第161話
来てからしばらく黙り込んでいたユーカだけど、ふと小さく口を開く。その目はやはり倒れて呻くメンテに向いたままだ。
「……ぁ……ぁの、その……えと……」
絵に描いたような陰気な喋り方、というか口ごもり方。どちらかというまでもなく快活な印象だったユーカの面影はもうない。
とはいえ、これでも僕がちょっとショックを与える前の洗脳状態の時よりは、随分とましに――会話が成立する程度には――なった。
「その……、わた……私……」
「ひひゅ……ひゅう……」
何かを言いたいようだけどメンテには伝わっていない。というより、そのうつろな目はどこか遠くを見ていて、戦っていた僕ら以外の人間がやってきたことに気付いているのかも定かじゃない。
まあ気付いていたところで、ろくなことを言うとも思えない。正義に酔って冒険者を無邪気に目指す学生ってことで僕は個人的に好かないタイプだったけど、いったら普通の人だった。それが今、適度に整えられていた青みがかった黒髪はぼさぼさで、ぼろ布みたいな服装をして、手には鋭い三本爪までついている……って、ラセツとサイラはこんな
いやまあ、それはともかく。ユーカが短時間で変わり果てた経緯っていうのはまるで聞いてないから知らないけど、メンテが大部分に関わっていたことは間違いない。そうすると、喋れたところで、命乞いをするかやけになって罵倒するかといったところだろう。
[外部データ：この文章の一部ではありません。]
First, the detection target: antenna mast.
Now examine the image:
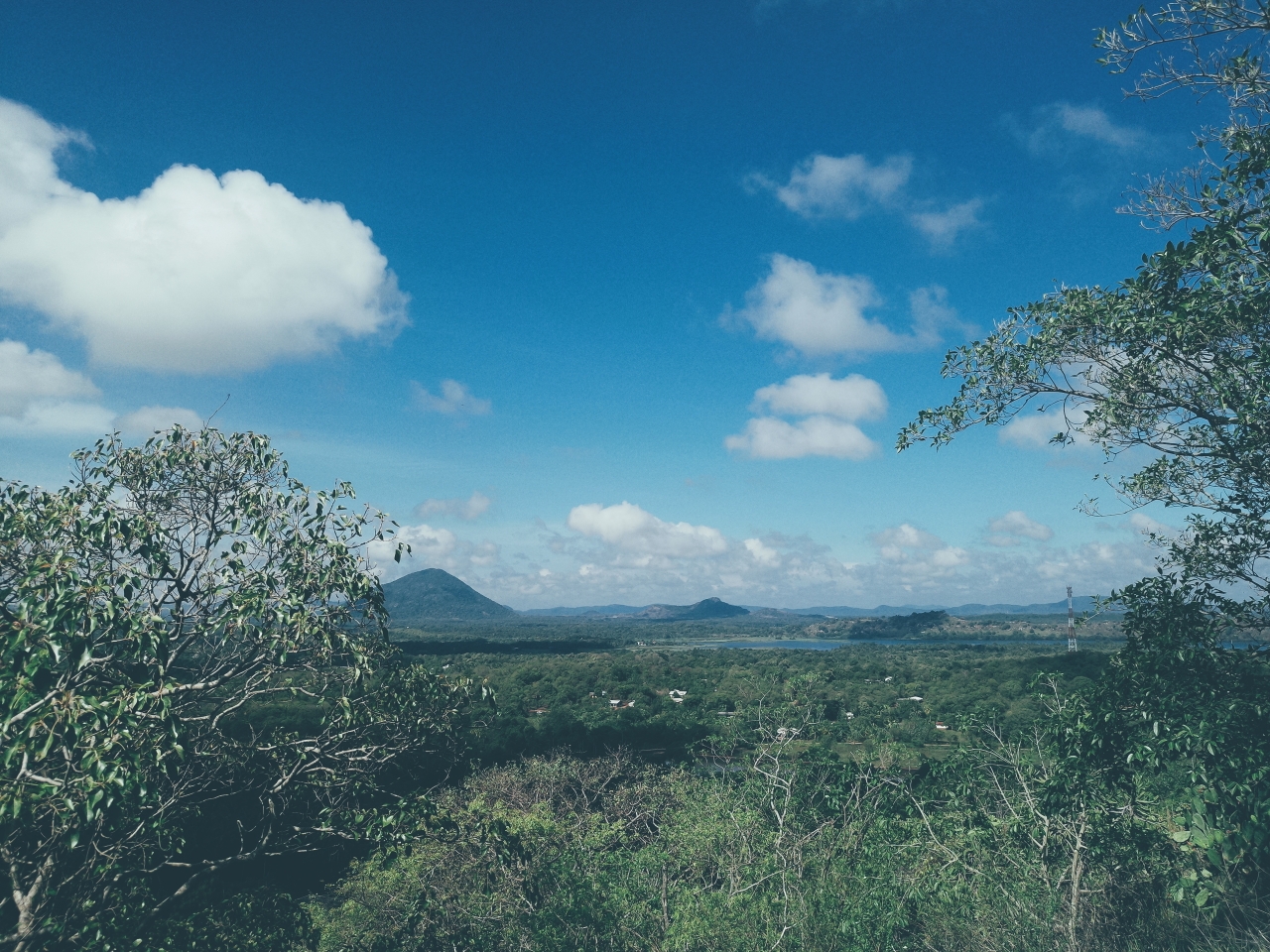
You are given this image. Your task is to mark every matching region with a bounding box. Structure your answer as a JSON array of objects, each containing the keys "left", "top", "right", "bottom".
[{"left": 1067, "top": 585, "right": 1076, "bottom": 654}]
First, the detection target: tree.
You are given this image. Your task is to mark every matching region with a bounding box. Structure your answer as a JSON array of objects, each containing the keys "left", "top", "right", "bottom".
[
  {"left": 898, "top": 0, "right": 1270, "bottom": 902},
  {"left": 898, "top": 0, "right": 1270, "bottom": 607},
  {"left": 0, "top": 427, "right": 477, "bottom": 952}
]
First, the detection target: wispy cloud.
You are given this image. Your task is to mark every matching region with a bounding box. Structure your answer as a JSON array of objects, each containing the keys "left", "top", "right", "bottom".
[
  {"left": 987, "top": 509, "right": 1054, "bottom": 548},
  {"left": 371, "top": 502, "right": 1153, "bottom": 607},
  {"left": 722, "top": 254, "right": 956, "bottom": 355},
  {"left": 0, "top": 99, "right": 407, "bottom": 373},
  {"left": 0, "top": 340, "right": 202, "bottom": 436},
  {"left": 747, "top": 154, "right": 913, "bottom": 221},
  {"left": 724, "top": 373, "right": 886, "bottom": 459},
  {"left": 1004, "top": 103, "right": 1151, "bottom": 156},
  {"left": 410, "top": 380, "right": 494, "bottom": 416},
  {"left": 908, "top": 198, "right": 983, "bottom": 251},
  {"left": 745, "top": 153, "right": 984, "bottom": 251},
  {"left": 413, "top": 491, "right": 490, "bottom": 522}
]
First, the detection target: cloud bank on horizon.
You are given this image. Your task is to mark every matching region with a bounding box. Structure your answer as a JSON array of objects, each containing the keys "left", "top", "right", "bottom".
[
  {"left": 369, "top": 502, "right": 1169, "bottom": 609},
  {"left": 0, "top": 15, "right": 1175, "bottom": 608}
]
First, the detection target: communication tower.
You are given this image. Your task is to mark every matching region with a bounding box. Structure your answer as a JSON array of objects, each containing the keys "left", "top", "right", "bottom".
[{"left": 1067, "top": 585, "right": 1076, "bottom": 654}]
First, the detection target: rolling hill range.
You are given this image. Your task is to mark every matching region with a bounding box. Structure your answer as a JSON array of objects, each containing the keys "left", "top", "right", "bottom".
[{"left": 384, "top": 568, "right": 518, "bottom": 627}]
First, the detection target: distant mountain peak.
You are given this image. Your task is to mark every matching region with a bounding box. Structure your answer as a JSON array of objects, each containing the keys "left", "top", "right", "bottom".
[
  {"left": 635, "top": 597, "right": 749, "bottom": 622},
  {"left": 384, "top": 568, "right": 516, "bottom": 627}
]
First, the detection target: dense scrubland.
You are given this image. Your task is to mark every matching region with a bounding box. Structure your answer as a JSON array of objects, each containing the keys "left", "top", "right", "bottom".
[{"left": 0, "top": 0, "right": 1270, "bottom": 952}]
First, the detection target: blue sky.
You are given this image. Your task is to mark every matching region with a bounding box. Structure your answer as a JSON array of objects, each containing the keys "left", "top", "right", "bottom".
[{"left": 0, "top": 0, "right": 1206, "bottom": 608}]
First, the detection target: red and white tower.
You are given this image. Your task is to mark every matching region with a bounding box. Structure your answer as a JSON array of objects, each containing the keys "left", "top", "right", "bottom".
[{"left": 1067, "top": 585, "right": 1076, "bottom": 654}]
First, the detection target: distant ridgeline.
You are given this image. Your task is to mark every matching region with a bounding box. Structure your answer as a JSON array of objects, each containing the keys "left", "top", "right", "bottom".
[
  {"left": 384, "top": 568, "right": 517, "bottom": 627},
  {"left": 851, "top": 612, "right": 949, "bottom": 639},
  {"left": 631, "top": 598, "right": 749, "bottom": 622}
]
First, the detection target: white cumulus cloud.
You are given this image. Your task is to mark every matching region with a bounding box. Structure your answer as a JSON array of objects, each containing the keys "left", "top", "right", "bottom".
[
  {"left": 998, "top": 408, "right": 1091, "bottom": 449},
  {"left": 736, "top": 254, "right": 938, "bottom": 354},
  {"left": 754, "top": 373, "right": 886, "bottom": 420},
  {"left": 568, "top": 502, "right": 727, "bottom": 558},
  {"left": 749, "top": 153, "right": 913, "bottom": 221},
  {"left": 987, "top": 509, "right": 1054, "bottom": 548},
  {"left": 410, "top": 380, "right": 494, "bottom": 416},
  {"left": 0, "top": 340, "right": 100, "bottom": 418},
  {"left": 414, "top": 491, "right": 490, "bottom": 522},
  {"left": 0, "top": 99, "right": 407, "bottom": 373},
  {"left": 745, "top": 153, "right": 983, "bottom": 250},
  {"left": 0, "top": 340, "right": 203, "bottom": 436},
  {"left": 724, "top": 416, "right": 877, "bottom": 459},
  {"left": 114, "top": 407, "right": 203, "bottom": 435}
]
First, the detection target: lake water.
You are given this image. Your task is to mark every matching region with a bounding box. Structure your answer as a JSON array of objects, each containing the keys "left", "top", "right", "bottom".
[{"left": 675, "top": 639, "right": 1067, "bottom": 652}]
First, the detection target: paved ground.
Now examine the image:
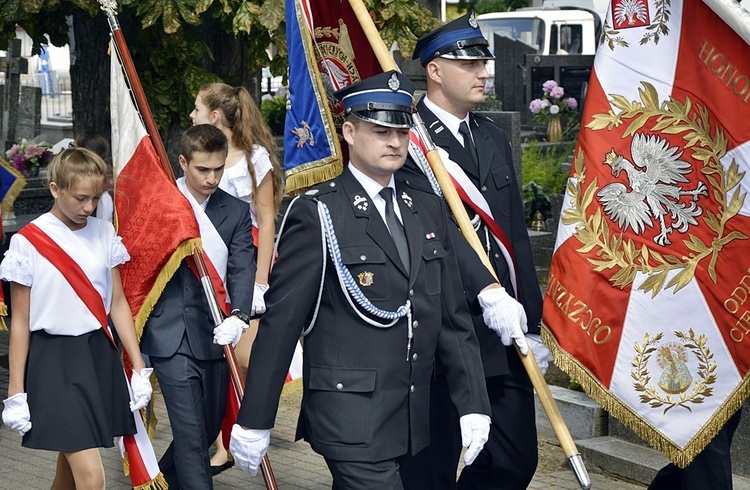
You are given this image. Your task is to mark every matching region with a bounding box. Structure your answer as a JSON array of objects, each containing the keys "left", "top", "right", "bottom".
[{"left": 0, "top": 332, "right": 644, "bottom": 490}]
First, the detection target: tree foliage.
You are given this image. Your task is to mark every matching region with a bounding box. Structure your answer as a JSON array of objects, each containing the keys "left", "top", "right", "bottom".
[{"left": 0, "top": 0, "right": 438, "bottom": 128}]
それにメンテが今さら何をいったりしたりしたところで、僕としては消えてもらう以外に選択肢なんてないんだけどね。
「悪いけど感傷に浸らせる時間はないんだ」
「あ、ち、ちが……違うの……」
そう言って再び魔法の準備をし始めると、ユーカは一瞬だけこっちを見た後でやっぱりメンテを凝視しつつ、何やらもごもごとしている。
「違うといったのか? お前は何をしにきたんだ?」
状況に焦れたのか、横からグスタフが口を挟んでくる。
「その……グスタフ君やアル君に迷惑を掛けたくて来た訳じゃなくて……お裾分けっていうか……その……私が、ね? 刺したいな……って……」
ユーカはやはり小さな声でぼそぼそと、しかも早口なものだから、今一つ何を言っているのか聞き取りづらい。
今なんて言った? えっとお裾分けがどうのっていう後に「刺したい」だって……え?
「え?」「あ」
思わず僕とグスタフは揃って声を出した。唐突だったから、驚きもする。
「もう……あったの……見つけたの……。だから、さよなら……」
「がひゅ」
ユーカが屈んですっと差し出した左腕の先、鋭い爪の一本がメンテの喉を貫いていた。
あぁ……、せっかく痕跡の残りにくい方法をあれこれ考えていたのに。